New Statement To Guide Board on Administration
Members of the National Policy Board for Educational Administration, who last year drafted a sweeping set of proposals for reforming the profession, have drafted a new, less specific "statement of purpose" that will guide the board's work as it moves to create a system of national certification for school administrators.
The new statement effectively replaces last year's report as the document the board will use to "launch its reform effort," said Scott D. Thomson, executive secretary of the board.
The full board, which is composed of representatives of the 10 major education associations concerned with school administration, must still approve the new statement.
The board's initial report, "Improving the Preparation of School Administrators: An Agenda For Reform," offered nine detailed proposals for overhauling the recruitment, training, and assessment of administrators. (See Education Week, May 24, 1989.)
Among other recommendations, the report stated that administrators should be required to hold doctorates to be eligible for national certification and state licensure.
It also suggested that prospective administrators be required to score in the top fourth of those taking a national standardized test in order to qualify for a preparation program.

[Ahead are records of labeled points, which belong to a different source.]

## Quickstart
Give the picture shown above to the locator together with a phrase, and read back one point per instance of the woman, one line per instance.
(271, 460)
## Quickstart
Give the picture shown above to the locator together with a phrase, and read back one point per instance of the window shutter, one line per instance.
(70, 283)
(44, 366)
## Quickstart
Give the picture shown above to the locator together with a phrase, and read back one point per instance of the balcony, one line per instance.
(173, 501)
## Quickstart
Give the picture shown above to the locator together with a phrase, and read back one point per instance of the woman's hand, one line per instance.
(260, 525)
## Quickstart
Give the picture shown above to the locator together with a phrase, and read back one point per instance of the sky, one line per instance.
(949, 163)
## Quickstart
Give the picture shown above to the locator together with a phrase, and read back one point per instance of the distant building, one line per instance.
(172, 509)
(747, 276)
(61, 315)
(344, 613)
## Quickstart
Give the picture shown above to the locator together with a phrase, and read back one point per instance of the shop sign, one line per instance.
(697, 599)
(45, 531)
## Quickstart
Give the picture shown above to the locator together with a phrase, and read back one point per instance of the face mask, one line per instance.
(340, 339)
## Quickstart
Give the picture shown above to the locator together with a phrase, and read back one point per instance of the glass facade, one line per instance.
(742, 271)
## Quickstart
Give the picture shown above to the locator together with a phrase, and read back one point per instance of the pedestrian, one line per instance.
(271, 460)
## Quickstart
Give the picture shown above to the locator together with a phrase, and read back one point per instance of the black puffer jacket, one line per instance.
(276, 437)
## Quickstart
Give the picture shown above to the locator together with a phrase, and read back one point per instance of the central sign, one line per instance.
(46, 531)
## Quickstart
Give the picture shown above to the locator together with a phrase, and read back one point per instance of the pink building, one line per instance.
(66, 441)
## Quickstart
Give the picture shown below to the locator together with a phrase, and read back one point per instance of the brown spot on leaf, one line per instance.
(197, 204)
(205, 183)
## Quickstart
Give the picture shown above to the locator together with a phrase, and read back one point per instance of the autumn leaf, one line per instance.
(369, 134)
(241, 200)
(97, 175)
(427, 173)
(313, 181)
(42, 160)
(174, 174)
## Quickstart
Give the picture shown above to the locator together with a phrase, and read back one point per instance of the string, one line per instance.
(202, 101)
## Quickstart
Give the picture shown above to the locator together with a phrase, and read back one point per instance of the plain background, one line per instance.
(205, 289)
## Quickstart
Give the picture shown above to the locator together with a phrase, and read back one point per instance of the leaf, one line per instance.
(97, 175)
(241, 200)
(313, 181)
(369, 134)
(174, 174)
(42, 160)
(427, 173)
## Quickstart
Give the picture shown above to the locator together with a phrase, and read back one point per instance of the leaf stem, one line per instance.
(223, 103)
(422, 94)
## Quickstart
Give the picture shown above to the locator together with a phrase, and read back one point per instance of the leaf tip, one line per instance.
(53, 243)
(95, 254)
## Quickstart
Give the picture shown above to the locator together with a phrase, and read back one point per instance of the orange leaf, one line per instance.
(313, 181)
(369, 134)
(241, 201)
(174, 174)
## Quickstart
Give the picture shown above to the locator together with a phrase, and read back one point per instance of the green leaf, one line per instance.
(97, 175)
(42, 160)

Specialist and master's degrees in educational administration would have been abolished under the board's recommendations.
The report was presented last spring in Charlottesville, Va., to a gathering of 100 political and education leaders, who were asked to consider strategies for implementing its recommendations.
However, at that time several of the report's recommendations were sharply criticized as being unrealistic or too expensive.
The new statement of purpose, Mr. Thomson said, is "more constructive and beneficial" than the original report, which was written by a task force and approved by the full board before the May meeting.
Mr. Thomson said an "honest misunderstanding" lead several board members to believe that the purpose of last year's meeting was "to discuss the reform paper and to offer suggestions for modification, change, and revision," and not to talk about implementing a finished document.
But Patrick B. Forsyth, executive director of the University Council for Educational Administration and a member of the national board, said last week that he believed the board members clearly understood they had approved a final report.
"We'll have to agree to disagree on our interpretation of those events," he said.
Members of the national policy board were stung by the criticism, Mr. Forsyth said, and have now "backed off" from the strongly worded reform agenda.
"The notion of the national policy board was that, if finally the profession in all its fragmented pieces can come together and agree, what a powerful voice that would be," Mr. Forsyth said. "And then the first time we try it, we get a chorus of backsliders. We've lost a tremendous opportunity."
The new "statement of purpose" reaffirms the goals of the national policy board, but is less specific than the original report in several areas.
The document recommends creating two levels of national certification for entry-level and advanced administrators. Only advanced-level candidates for certification would be required to hold doctorates.
Rather than advocating two years of full-time study in doctoral programs, as did the previous report, the new statement calls for one year of full-time study.
The new document also does not mention assessing the analytic abilities of candidates for entry into preparation programs, or abolishing specialist and master's degrees in administration.
While reiterating the need for systematic, sequential training programs for administrators, the new statement does not mention how many faculty members should teach in such programs. The previous report said at least five full-time professors would be needed to maintain a high-quality program.
Thomas A. Shannon, executive director of the National School Boards Association, said the board's initial report was too specific.
"To get that involved in that much detail, you're almost prescribing a single approach," Mr. Shannon said, "and if there's one thing this country does not like, it is a single approach."